His honesty about his own struggles and failings, however, give a good sense of the challenges of multicultural ministry and the hard work it entails. As he puts it, “I barely knew what was going on most of the time” (p.155). This alone should end anyone’s romantic notion that all multicultural work in general, or mission work specifically, needs is an open heart and good intentions. Such work also needs a strong dose of humility – a deep realization that you don’t know everything nor can you quickly solve anything – that is often harder for empowered people from wealthy countries to reach. Perhaps one of the most useful aspects of the book is the degree to which Zink comes to realize he doesn’t know what life is like for those he wishes to serve, and his realization that his imagined messianic solutions first needed to encounter the life of others and learn from them. This goes a long way toward tempering the cultural arrogance and colonialism that characterized mission work for so long.

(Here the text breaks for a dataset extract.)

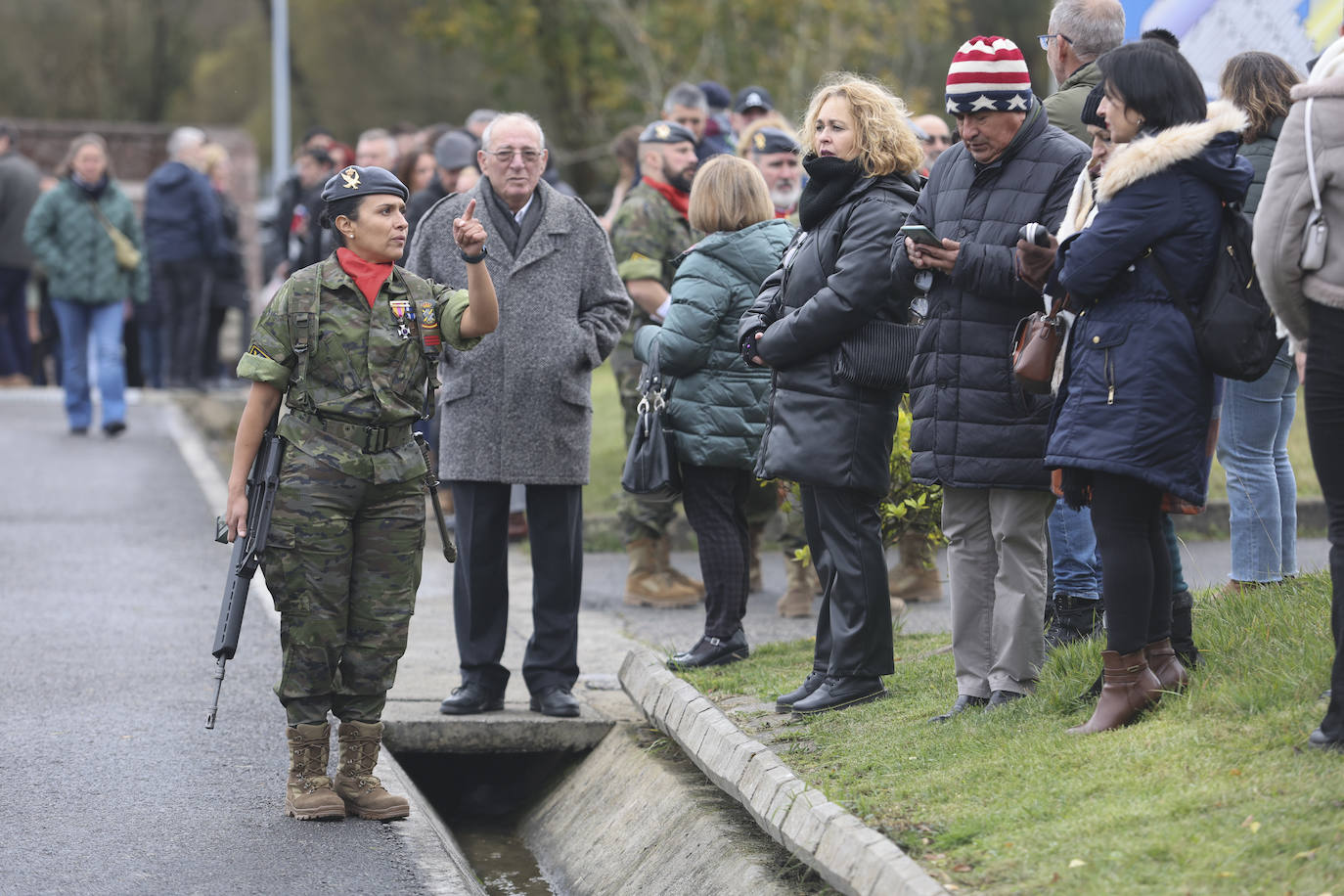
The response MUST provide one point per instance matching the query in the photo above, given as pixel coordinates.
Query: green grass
(1214, 791)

Despite the subtitle, however, the book is not a lengthy or subtle analysis of missiology, and it treats the highly complex questions surrounding missiology in a relatively cursory manner, primarily in a brief introduction and a few pages at the end. Zink’s insights are more personal than academic, and difficult questions – Can we “help”? Should we help when what we see as help can so quickly become colonial imperialism? What is the difference between non-faith-based and faith-based service? – are not addressed in depth. Zink emphasizes the incarnational, “being over doing,” or drawing “closer to one another more because of who we are around each other, and less because of what we do for each other” (p.166). His experiential insights and insistence that “mission belongs to God, not us” (p.165), is valuable if probably just one component of a highly complex question.

Making sense of mission is our important new challenge as disciples of Christ. This book’s greatest strength is that it puts real flesh and real blood on what the missio dei looks like on the ground today.


(The Rev. Matt Seddon is a transitional deacon in the Diocese of Utah serving as clergy-in-charge for St. Stephen’s Episcopal Church, West Valley City, Utah. He has experience in campus ministry and Latino ministry and enjoys missional work. He has a wife and a 12-year-old daughter, and he honors his past as a college radio DJ by spending too much time mining obscure ’80s punk rock on Spotify.)